In an attempt to rid diabetics from the various troublesome techniques adopted in order to measure their blood sugar level, a variety of innovative techniques are being developed. These techniques vary from implanted devices to non-invasive sensors. Heather Clark and colleagues from the Draper Laboratory are trying to develop a device that operates in between the two above mentioned devices. The researchers state that they have verified a sodium-sensing version of the device in mice. Animal tests of the glucose-specific sensor are soon believed to commence.

This particular device contains around 120-nanometer polymer beads that are foiled with a biocompatible material. Each individual bead contains a fluorescent dye and specialized sensor molecules, which are particularly designed in such a way so that they recognize the presence of certain chemicals like glucose or sodium.

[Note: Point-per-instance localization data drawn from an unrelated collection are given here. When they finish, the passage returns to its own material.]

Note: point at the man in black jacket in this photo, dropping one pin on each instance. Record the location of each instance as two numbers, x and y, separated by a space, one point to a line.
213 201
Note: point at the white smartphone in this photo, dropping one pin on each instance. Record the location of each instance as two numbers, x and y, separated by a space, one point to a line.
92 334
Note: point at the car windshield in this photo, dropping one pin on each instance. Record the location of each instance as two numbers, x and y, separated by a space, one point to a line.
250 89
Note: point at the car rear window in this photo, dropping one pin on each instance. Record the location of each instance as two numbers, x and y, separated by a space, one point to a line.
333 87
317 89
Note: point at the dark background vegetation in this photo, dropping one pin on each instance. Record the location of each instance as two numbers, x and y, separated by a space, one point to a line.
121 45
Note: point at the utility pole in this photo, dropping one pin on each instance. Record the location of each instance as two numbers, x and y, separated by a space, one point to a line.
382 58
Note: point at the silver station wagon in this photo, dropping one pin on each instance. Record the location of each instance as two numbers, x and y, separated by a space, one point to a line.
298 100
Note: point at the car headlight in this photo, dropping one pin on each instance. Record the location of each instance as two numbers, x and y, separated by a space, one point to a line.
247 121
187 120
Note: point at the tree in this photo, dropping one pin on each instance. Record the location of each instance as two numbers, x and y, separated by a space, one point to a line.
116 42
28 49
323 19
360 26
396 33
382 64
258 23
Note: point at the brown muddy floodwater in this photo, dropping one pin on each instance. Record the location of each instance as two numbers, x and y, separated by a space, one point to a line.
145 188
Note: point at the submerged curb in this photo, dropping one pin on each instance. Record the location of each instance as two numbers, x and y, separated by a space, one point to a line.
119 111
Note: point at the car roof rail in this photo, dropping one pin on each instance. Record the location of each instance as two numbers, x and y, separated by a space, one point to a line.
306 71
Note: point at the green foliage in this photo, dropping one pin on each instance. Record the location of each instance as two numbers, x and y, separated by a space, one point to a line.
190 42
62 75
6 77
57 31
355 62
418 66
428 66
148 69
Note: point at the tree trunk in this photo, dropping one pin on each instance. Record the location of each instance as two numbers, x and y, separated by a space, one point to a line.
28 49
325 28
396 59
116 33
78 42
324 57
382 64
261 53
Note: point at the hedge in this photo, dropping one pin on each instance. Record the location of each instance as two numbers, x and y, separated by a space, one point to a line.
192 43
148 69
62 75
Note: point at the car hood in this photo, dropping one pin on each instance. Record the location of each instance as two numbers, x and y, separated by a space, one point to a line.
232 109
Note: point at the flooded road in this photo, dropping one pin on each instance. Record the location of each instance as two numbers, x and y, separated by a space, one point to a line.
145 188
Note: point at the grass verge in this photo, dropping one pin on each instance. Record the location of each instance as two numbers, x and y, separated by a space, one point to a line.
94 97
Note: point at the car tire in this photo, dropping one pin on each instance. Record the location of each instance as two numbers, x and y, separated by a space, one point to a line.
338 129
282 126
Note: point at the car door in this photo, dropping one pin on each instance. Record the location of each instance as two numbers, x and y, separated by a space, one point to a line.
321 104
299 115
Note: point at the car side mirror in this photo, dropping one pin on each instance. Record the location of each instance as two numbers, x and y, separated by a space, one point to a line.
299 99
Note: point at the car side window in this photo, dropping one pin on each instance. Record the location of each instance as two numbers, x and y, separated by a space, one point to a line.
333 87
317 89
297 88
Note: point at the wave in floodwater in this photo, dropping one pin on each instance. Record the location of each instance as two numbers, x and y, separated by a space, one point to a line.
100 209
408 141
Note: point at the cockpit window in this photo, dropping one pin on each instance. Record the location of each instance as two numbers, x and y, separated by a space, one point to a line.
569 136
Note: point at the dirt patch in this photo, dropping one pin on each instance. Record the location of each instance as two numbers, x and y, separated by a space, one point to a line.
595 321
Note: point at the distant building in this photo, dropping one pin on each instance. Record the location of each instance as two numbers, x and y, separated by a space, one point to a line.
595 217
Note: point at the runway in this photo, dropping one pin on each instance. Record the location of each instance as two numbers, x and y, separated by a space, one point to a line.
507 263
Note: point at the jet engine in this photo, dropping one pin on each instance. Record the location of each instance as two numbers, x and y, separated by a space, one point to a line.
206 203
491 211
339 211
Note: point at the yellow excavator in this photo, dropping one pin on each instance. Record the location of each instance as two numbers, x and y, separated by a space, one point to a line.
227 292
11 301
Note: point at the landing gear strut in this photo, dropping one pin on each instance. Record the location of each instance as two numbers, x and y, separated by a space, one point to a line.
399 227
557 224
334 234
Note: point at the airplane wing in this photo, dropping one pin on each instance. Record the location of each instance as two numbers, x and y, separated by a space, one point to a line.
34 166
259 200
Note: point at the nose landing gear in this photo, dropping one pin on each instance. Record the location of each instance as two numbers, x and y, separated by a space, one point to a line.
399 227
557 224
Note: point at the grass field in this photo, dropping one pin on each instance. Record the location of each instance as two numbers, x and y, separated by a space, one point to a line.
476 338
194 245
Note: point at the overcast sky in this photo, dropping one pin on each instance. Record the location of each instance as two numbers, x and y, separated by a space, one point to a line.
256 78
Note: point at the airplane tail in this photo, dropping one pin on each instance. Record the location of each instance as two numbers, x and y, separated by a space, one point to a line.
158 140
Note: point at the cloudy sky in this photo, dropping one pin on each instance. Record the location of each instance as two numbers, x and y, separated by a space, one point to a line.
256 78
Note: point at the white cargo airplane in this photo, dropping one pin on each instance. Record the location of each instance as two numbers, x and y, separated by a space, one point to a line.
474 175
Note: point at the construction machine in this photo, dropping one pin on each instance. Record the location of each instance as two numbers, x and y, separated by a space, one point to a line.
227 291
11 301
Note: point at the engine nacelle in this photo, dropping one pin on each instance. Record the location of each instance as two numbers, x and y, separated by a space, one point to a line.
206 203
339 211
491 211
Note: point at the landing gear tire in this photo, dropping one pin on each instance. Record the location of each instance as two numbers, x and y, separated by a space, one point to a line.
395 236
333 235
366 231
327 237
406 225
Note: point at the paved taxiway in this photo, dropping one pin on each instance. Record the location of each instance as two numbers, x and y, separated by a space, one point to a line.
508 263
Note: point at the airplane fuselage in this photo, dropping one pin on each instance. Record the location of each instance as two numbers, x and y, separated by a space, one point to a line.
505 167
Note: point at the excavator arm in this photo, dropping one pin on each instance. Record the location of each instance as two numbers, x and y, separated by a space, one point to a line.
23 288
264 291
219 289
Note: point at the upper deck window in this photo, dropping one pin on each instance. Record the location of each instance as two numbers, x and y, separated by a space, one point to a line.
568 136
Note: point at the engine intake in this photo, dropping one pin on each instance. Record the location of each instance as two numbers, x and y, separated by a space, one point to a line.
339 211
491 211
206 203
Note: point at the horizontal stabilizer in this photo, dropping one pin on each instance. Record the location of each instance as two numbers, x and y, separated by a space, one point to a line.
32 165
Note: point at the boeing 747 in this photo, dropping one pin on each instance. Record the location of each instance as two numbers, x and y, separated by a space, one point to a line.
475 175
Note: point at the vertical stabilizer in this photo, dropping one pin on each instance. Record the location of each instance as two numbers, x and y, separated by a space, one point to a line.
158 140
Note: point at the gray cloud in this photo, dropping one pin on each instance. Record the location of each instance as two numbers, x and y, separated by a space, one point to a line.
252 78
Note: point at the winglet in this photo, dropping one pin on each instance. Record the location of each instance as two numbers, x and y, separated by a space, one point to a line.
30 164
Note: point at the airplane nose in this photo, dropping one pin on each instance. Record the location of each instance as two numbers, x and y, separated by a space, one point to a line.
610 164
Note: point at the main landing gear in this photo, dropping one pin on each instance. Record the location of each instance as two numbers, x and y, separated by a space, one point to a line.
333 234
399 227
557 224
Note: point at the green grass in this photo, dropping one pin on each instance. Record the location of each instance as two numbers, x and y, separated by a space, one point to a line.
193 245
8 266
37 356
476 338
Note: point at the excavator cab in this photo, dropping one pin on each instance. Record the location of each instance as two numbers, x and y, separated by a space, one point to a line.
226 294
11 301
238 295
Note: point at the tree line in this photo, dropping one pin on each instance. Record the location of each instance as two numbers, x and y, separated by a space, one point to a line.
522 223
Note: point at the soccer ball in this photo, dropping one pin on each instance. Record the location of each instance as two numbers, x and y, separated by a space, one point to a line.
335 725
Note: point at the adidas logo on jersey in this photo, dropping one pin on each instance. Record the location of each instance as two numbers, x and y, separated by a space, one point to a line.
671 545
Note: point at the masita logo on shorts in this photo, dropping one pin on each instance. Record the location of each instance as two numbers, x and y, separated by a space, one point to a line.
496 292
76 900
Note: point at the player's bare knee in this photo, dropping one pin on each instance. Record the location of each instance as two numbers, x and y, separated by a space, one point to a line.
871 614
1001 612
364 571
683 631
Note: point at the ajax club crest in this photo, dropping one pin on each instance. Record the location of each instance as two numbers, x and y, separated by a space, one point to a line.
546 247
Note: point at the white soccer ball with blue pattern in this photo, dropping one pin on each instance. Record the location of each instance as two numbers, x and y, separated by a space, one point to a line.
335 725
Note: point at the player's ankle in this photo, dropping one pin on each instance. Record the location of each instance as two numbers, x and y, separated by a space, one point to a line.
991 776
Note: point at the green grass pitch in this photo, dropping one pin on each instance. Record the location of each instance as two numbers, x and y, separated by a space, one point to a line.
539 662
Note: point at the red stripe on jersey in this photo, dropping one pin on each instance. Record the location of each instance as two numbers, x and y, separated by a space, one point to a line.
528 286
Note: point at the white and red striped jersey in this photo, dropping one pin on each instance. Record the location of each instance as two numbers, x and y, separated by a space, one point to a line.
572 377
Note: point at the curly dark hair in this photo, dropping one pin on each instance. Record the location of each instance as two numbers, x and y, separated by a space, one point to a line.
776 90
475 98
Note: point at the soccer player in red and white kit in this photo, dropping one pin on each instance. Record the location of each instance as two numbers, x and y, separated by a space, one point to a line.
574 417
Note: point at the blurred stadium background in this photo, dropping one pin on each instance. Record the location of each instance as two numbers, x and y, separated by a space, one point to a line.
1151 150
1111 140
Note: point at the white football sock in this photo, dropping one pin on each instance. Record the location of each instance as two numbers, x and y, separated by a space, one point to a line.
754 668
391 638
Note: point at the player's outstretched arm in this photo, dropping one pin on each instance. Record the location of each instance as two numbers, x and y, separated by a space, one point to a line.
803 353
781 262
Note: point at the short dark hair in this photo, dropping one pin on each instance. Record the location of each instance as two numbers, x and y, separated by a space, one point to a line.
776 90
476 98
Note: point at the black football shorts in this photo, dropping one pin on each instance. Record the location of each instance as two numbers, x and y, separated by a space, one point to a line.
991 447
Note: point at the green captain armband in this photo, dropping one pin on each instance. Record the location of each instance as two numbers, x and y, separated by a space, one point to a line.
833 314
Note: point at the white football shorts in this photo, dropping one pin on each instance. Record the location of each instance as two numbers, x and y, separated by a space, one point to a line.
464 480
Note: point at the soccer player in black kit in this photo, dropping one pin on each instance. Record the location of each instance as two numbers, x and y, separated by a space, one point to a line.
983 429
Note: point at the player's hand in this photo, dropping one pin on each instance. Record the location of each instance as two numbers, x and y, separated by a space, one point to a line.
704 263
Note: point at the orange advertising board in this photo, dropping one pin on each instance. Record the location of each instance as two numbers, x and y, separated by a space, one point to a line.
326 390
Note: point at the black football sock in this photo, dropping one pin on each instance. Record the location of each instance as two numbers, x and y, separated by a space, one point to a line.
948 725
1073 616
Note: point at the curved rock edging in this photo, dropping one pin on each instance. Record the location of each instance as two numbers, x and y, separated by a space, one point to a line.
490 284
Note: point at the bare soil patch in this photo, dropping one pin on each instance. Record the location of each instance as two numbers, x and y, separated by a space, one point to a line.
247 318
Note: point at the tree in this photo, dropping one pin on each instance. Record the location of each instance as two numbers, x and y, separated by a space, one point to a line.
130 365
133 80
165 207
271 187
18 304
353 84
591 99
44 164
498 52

On being injected in the skin, these sensor molecules attract the specified chemical from the interstitial fluid, in the polymer. In order to balance the newly received positive charge of a particular chemical ion, the dye molecule is said to discharge a positive ion, which in turn makes the molecule fluoresce. Clark says, “It’s unique because it doesn’t have any components to be used up. Other monitors, even nanosensors, have a limited lifetime, which makes implanting them difficult.”

Clark hopes that their developed sensor may one day have the capability to be injected into the skin’s surface layer, much deeper than tattoo inks. This would be followed by a measuring of the tattoo’s emitted light via a fluorescence monitor.

The researchers state that a more detailed analysis is required before the device can be tested in human subjects. In spite of not having revealed an immune reaction in the animal tests, the researchers feel that a deeper analysis needs to be conducted on the beads.